Transcranial ultrasound localization microscopy of the rat brain with ray theory-based aberration correction.

Transcranial ultrasound localization microscopy (t-ULM) is faced with challenges posed by the skull, including acoustic attenuation and phase aberrations. There is a significant request for an efficient aberration correction method achieving a great balance between computational complexity and accuracy. In this study, the ray theory is first applied to in-vivo transcranial imaging to calculate the traveltime table in the inhomogeneous medium model of the imaging region. The velocity model is derived through the skull segmentation, and the autofocus method is employed to estimate the longitudinal wave speed of the skull. The validity of the proposed method is substantiated through time-domain simulations and in-vivo t-ULM experiments in rat brains.

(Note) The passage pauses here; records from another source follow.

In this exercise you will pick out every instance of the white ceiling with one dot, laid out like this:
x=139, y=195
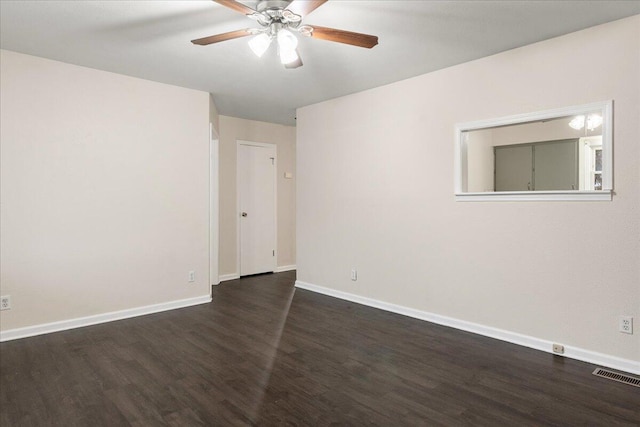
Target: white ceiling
x=151, y=40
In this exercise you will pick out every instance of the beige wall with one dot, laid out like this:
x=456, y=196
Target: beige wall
x=231, y=130
x=375, y=192
x=104, y=190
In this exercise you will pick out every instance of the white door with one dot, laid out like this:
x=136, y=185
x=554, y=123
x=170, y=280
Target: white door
x=257, y=207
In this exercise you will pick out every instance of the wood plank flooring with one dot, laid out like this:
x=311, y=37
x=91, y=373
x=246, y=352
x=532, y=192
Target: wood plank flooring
x=263, y=353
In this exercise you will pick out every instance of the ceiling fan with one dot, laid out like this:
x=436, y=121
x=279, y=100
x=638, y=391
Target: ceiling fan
x=280, y=19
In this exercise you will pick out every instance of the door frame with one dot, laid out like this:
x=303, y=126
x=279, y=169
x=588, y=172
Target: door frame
x=240, y=142
x=214, y=207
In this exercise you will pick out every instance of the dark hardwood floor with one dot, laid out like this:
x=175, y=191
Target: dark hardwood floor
x=265, y=354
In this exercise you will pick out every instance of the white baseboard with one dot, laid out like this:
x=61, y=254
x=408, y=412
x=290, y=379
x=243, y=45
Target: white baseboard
x=234, y=276
x=47, y=328
x=577, y=353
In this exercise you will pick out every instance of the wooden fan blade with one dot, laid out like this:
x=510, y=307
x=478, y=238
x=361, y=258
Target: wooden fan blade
x=221, y=37
x=341, y=36
x=295, y=64
x=238, y=7
x=305, y=7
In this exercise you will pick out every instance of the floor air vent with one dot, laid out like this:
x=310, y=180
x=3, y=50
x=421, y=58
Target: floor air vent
x=604, y=373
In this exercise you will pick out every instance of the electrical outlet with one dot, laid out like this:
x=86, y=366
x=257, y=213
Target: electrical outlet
x=625, y=324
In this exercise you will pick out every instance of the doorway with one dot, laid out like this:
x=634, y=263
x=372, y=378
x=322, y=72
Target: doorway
x=256, y=207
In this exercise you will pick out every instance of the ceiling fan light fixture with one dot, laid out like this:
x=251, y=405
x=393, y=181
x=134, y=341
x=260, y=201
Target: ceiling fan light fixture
x=259, y=44
x=290, y=16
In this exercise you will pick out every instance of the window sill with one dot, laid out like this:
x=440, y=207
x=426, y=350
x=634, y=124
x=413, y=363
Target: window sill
x=535, y=196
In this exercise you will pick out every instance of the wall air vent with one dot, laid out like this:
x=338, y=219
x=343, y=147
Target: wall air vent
x=623, y=378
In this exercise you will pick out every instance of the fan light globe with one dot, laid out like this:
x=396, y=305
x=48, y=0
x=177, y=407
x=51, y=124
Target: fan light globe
x=259, y=44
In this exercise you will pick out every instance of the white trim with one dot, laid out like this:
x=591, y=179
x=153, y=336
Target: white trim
x=537, y=196
x=47, y=328
x=614, y=362
x=240, y=142
x=214, y=201
x=460, y=157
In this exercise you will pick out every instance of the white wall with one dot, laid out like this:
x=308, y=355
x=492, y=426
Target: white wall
x=284, y=137
x=375, y=192
x=105, y=192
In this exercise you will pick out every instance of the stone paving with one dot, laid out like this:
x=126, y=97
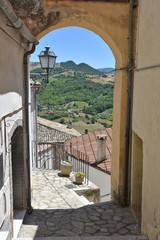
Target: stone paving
x=58, y=214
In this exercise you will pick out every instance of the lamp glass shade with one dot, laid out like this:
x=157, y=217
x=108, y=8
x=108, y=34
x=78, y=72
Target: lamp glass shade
x=47, y=58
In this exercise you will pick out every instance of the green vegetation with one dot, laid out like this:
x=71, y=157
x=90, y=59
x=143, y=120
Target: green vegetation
x=82, y=67
x=71, y=95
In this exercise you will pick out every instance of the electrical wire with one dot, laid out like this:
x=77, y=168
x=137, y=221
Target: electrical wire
x=12, y=38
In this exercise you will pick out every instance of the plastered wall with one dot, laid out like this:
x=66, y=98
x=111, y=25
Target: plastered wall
x=146, y=112
x=11, y=95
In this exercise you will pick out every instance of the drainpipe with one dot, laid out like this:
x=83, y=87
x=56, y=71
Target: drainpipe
x=24, y=32
x=26, y=119
x=128, y=132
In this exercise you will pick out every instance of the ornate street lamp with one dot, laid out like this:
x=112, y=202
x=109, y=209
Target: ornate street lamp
x=47, y=60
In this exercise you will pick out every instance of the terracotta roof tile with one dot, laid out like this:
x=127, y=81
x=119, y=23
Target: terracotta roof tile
x=87, y=144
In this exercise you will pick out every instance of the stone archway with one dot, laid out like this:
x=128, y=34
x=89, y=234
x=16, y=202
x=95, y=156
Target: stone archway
x=110, y=20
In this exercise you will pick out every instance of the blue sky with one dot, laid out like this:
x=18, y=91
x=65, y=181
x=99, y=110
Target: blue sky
x=77, y=44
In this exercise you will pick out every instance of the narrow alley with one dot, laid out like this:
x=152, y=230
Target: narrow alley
x=59, y=213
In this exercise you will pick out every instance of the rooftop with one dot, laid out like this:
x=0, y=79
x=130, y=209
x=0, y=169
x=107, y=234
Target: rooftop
x=87, y=144
x=60, y=127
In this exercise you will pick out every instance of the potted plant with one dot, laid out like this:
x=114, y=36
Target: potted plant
x=79, y=176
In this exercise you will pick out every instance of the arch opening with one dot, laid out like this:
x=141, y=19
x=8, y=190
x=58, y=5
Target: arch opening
x=57, y=78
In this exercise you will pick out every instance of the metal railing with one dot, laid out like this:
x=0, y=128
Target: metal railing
x=51, y=135
x=50, y=156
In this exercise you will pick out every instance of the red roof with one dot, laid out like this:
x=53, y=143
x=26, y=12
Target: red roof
x=87, y=144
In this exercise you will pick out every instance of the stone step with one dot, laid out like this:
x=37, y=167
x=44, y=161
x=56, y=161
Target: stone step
x=127, y=237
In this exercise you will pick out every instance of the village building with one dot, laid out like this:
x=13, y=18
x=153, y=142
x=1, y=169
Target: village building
x=99, y=158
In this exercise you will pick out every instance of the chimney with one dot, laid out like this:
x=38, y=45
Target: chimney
x=69, y=125
x=86, y=131
x=101, y=147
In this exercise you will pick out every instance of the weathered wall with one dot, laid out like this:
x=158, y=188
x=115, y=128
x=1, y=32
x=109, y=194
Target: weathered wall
x=11, y=95
x=146, y=112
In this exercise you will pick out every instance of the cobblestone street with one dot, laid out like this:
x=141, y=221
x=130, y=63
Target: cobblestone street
x=58, y=213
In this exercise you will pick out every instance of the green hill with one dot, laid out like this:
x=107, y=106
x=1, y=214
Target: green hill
x=82, y=67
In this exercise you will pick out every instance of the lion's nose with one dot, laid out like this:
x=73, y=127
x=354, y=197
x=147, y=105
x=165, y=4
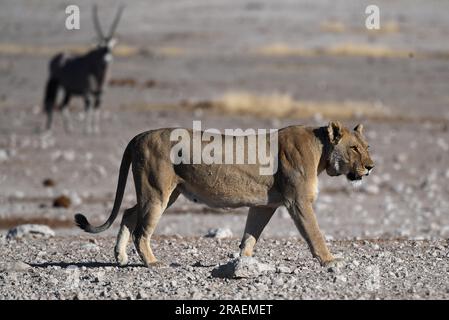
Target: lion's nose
x=369, y=168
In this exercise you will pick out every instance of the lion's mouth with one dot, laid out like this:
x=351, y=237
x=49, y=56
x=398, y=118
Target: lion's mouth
x=353, y=177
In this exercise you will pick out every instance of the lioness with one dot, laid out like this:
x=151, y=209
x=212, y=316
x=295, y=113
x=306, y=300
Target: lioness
x=303, y=153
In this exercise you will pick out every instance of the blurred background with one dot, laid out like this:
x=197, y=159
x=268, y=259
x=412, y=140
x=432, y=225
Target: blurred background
x=234, y=64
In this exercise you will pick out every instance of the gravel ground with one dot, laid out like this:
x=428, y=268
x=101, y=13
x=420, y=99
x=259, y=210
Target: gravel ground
x=392, y=231
x=84, y=268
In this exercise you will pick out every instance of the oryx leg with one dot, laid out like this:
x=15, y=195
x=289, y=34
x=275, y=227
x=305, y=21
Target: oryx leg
x=49, y=119
x=96, y=120
x=257, y=219
x=127, y=227
x=65, y=112
x=88, y=114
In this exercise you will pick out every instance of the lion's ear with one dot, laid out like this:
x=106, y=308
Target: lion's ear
x=335, y=131
x=359, y=128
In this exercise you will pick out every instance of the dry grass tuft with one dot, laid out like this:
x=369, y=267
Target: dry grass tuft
x=284, y=106
x=344, y=49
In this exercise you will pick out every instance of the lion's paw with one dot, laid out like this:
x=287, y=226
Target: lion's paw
x=122, y=260
x=157, y=264
x=334, y=264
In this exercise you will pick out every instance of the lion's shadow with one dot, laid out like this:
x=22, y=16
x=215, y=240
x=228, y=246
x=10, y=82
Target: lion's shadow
x=86, y=264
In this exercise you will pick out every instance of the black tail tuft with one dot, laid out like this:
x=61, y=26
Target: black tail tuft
x=81, y=221
x=51, y=90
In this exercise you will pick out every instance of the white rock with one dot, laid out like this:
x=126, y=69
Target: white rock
x=30, y=230
x=89, y=246
x=283, y=269
x=243, y=267
x=219, y=233
x=371, y=189
x=14, y=266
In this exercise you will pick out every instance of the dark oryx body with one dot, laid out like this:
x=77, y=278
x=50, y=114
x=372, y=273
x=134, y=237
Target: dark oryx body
x=81, y=75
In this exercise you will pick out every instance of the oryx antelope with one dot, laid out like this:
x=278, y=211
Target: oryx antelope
x=81, y=75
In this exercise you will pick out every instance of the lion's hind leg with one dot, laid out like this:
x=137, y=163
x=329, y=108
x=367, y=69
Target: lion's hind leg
x=258, y=217
x=127, y=227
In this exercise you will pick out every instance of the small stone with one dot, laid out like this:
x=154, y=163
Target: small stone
x=242, y=267
x=15, y=266
x=219, y=233
x=142, y=295
x=62, y=202
x=278, y=281
x=72, y=267
x=3, y=155
x=283, y=269
x=371, y=189
x=48, y=182
x=89, y=246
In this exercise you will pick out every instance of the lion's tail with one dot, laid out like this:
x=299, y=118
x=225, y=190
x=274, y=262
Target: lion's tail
x=81, y=220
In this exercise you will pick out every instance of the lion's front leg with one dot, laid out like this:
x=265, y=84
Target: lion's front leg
x=301, y=211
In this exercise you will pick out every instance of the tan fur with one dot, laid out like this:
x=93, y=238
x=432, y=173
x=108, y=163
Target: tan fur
x=304, y=152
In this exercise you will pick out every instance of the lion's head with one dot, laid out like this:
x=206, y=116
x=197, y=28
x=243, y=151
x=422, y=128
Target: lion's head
x=348, y=152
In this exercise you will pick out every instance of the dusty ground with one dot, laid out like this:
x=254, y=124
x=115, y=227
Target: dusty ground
x=173, y=53
x=67, y=268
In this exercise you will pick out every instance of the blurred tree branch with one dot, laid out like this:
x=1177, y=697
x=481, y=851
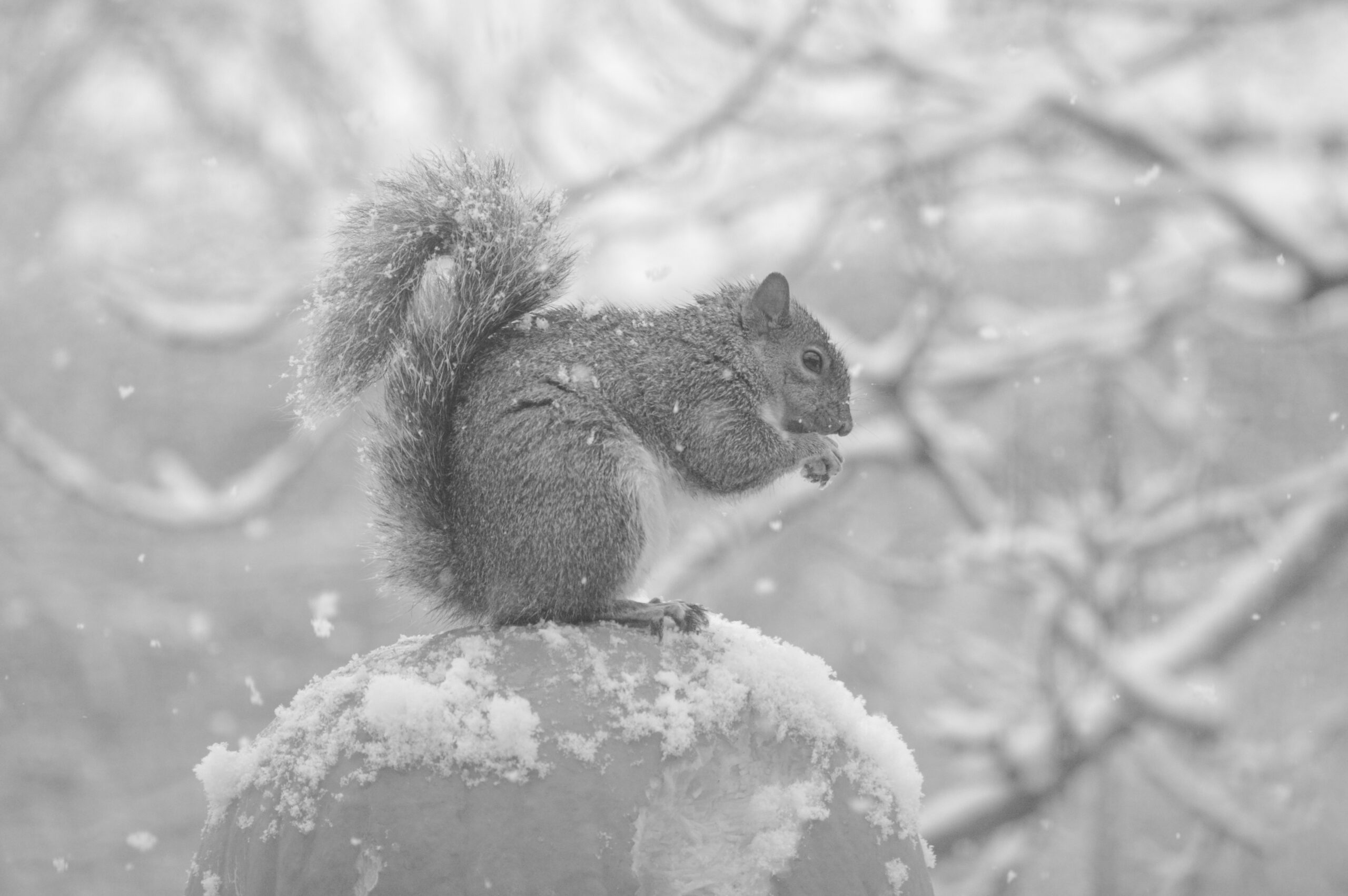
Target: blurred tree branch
x=181, y=499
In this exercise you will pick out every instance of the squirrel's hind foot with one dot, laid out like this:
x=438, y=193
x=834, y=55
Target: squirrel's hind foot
x=687, y=618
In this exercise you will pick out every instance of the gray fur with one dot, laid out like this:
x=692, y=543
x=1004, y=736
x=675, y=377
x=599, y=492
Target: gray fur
x=521, y=456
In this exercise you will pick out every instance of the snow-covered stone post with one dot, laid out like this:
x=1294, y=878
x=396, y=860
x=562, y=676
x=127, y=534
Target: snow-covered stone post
x=568, y=760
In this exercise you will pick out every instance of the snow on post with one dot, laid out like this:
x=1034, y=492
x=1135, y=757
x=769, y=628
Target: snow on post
x=568, y=760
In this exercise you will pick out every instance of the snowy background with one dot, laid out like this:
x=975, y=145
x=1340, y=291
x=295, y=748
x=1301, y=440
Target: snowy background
x=1089, y=255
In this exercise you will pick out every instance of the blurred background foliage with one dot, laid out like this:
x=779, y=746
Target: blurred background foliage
x=1088, y=256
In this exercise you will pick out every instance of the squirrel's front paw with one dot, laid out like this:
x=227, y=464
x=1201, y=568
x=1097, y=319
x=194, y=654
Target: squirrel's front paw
x=824, y=466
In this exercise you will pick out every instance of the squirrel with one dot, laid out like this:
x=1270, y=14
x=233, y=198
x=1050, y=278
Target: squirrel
x=525, y=454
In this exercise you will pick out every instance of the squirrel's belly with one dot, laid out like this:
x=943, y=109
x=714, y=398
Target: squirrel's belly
x=657, y=495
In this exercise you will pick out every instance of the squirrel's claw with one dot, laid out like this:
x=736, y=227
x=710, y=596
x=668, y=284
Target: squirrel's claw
x=822, y=468
x=687, y=618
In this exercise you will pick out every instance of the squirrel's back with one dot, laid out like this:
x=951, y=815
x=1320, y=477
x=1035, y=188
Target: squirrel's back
x=522, y=459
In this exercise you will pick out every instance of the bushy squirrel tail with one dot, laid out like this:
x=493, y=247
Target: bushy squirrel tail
x=444, y=255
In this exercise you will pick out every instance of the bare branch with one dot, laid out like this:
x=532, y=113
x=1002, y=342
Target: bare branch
x=1269, y=577
x=735, y=100
x=182, y=500
x=1227, y=507
x=1196, y=791
x=1153, y=142
x=200, y=324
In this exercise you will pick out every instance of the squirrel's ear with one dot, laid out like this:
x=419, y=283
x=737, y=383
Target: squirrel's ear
x=769, y=307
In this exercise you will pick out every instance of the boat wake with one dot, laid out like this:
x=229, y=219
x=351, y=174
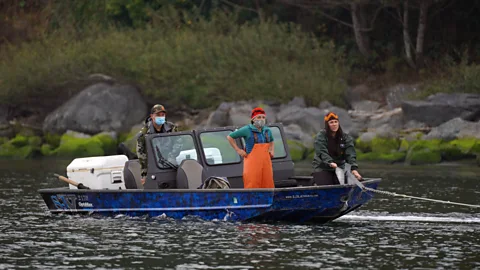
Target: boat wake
x=411, y=218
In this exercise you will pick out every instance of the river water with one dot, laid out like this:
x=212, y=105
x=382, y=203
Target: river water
x=387, y=233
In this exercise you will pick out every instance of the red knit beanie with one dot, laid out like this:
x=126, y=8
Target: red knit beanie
x=257, y=111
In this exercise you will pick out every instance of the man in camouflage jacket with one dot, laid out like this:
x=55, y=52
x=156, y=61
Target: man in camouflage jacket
x=155, y=123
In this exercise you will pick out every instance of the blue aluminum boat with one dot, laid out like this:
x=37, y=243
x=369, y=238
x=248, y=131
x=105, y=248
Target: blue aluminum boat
x=182, y=162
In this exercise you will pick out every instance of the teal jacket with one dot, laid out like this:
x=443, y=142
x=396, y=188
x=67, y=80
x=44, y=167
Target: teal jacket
x=322, y=158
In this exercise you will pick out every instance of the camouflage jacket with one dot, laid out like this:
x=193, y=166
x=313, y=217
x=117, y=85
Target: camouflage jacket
x=148, y=128
x=322, y=157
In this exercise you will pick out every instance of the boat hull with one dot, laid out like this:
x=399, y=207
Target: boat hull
x=298, y=204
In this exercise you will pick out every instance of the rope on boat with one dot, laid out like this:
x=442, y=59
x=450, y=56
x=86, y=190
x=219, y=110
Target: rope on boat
x=353, y=179
x=417, y=198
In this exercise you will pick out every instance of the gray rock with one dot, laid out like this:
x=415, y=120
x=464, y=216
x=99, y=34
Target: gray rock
x=472, y=130
x=344, y=118
x=6, y=129
x=394, y=118
x=297, y=101
x=384, y=131
x=78, y=135
x=239, y=114
x=412, y=124
x=324, y=105
x=413, y=136
x=100, y=107
x=365, y=105
x=367, y=136
x=396, y=94
x=448, y=130
x=295, y=132
x=308, y=119
x=220, y=118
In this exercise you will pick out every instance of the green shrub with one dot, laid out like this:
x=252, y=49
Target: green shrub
x=197, y=64
x=297, y=150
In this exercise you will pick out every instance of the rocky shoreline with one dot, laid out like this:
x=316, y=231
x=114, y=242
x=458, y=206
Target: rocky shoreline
x=389, y=129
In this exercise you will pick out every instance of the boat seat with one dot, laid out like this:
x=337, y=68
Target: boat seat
x=132, y=174
x=190, y=174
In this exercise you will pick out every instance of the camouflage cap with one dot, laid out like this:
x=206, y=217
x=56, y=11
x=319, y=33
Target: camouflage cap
x=158, y=108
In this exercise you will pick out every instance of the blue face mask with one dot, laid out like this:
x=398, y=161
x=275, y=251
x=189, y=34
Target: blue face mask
x=160, y=120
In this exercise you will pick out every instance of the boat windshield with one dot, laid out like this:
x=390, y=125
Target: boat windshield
x=170, y=151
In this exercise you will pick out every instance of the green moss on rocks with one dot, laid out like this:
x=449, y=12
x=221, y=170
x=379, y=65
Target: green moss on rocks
x=451, y=152
x=385, y=146
x=297, y=150
x=382, y=157
x=19, y=141
x=35, y=142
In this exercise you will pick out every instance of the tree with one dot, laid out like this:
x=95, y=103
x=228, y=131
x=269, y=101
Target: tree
x=361, y=22
x=425, y=8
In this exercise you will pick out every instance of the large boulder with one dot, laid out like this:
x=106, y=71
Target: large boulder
x=238, y=113
x=100, y=107
x=5, y=129
x=294, y=132
x=393, y=118
x=310, y=119
x=449, y=130
x=472, y=130
x=365, y=105
x=440, y=108
x=396, y=94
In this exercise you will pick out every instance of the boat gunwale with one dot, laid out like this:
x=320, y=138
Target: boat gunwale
x=229, y=190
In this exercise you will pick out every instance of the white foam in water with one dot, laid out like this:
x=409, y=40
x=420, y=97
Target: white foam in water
x=411, y=218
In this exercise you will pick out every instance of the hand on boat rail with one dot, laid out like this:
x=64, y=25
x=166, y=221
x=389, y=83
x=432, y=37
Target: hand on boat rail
x=71, y=182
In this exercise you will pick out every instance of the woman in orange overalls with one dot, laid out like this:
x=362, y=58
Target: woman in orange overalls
x=258, y=153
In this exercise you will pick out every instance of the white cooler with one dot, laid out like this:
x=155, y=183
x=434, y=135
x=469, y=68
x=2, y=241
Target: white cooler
x=104, y=172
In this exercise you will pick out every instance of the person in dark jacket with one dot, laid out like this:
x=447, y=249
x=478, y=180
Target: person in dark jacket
x=155, y=123
x=333, y=148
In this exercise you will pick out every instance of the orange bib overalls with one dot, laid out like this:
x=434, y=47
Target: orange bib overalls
x=257, y=166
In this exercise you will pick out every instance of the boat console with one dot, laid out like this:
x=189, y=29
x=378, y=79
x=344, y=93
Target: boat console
x=210, y=149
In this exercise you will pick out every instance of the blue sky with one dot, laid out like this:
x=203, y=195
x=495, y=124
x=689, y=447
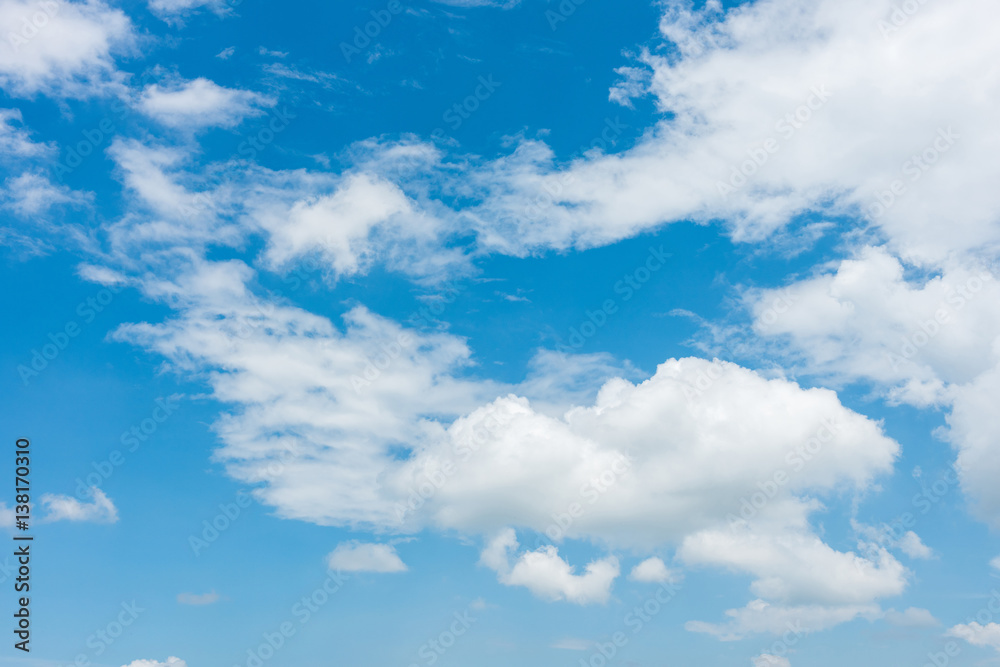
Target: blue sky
x=532, y=332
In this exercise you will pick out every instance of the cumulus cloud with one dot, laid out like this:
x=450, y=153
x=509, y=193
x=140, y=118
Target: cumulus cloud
x=912, y=617
x=68, y=508
x=867, y=320
x=361, y=557
x=651, y=570
x=547, y=575
x=169, y=662
x=61, y=48
x=200, y=103
x=15, y=139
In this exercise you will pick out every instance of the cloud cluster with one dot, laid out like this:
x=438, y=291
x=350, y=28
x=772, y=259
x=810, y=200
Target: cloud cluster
x=62, y=48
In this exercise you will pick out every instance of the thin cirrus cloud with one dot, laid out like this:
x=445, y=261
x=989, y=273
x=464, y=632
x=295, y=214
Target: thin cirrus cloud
x=67, y=508
x=200, y=103
x=290, y=372
x=70, y=54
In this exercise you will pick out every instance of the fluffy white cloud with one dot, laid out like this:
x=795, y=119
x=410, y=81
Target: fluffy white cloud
x=200, y=103
x=700, y=438
x=337, y=226
x=912, y=617
x=547, y=575
x=170, y=662
x=782, y=83
x=361, y=557
x=867, y=320
x=933, y=340
x=31, y=194
x=651, y=570
x=974, y=431
x=15, y=139
x=768, y=660
x=978, y=635
x=68, y=508
x=59, y=47
x=321, y=414
x=797, y=567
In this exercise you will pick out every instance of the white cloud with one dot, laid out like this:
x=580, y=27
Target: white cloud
x=361, y=557
x=62, y=48
x=912, y=617
x=866, y=320
x=31, y=194
x=338, y=226
x=174, y=11
x=170, y=662
x=68, y=508
x=547, y=575
x=651, y=570
x=797, y=567
x=200, y=103
x=978, y=635
x=760, y=616
x=739, y=76
x=316, y=421
x=912, y=546
x=15, y=140
x=198, y=600
x=974, y=431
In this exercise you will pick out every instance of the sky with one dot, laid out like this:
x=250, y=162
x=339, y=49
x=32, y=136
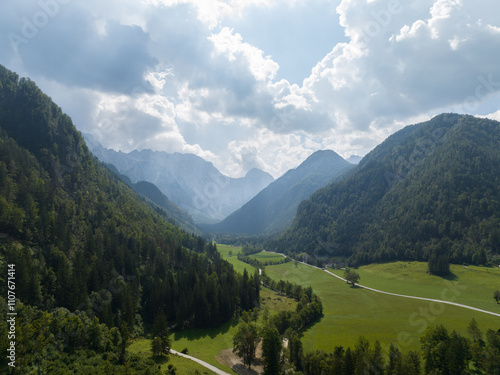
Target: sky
x=255, y=83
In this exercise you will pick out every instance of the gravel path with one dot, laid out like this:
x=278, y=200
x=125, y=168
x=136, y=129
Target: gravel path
x=203, y=363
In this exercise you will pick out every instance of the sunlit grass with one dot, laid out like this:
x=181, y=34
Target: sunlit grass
x=352, y=312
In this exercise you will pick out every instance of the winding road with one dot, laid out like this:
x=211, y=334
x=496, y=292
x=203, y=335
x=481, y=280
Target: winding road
x=220, y=372
x=203, y=363
x=406, y=296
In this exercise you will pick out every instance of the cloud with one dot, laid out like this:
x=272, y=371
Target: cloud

Results show that the ray theory-based aberration correction enables a spatial resolution improvement of 15.3 % (about 5.3 μm) and an imaging saturation enhancement of 3.6 % on average, revealing the vessels down to 27.6 μm in diameter. Moreover, the vasculature in the cerebral cortex, affected by multiple reflections, can be reconstructed successfully by the intensity compensation. This work provides an efficient ray theory-based solution to the aberration and its first in-vivo validation in t-ULM. The effect of speed estimation errors of the rat skull on aberration correction was clarified. Ray theory-based method holds great promise for transcranial microvascular imaging.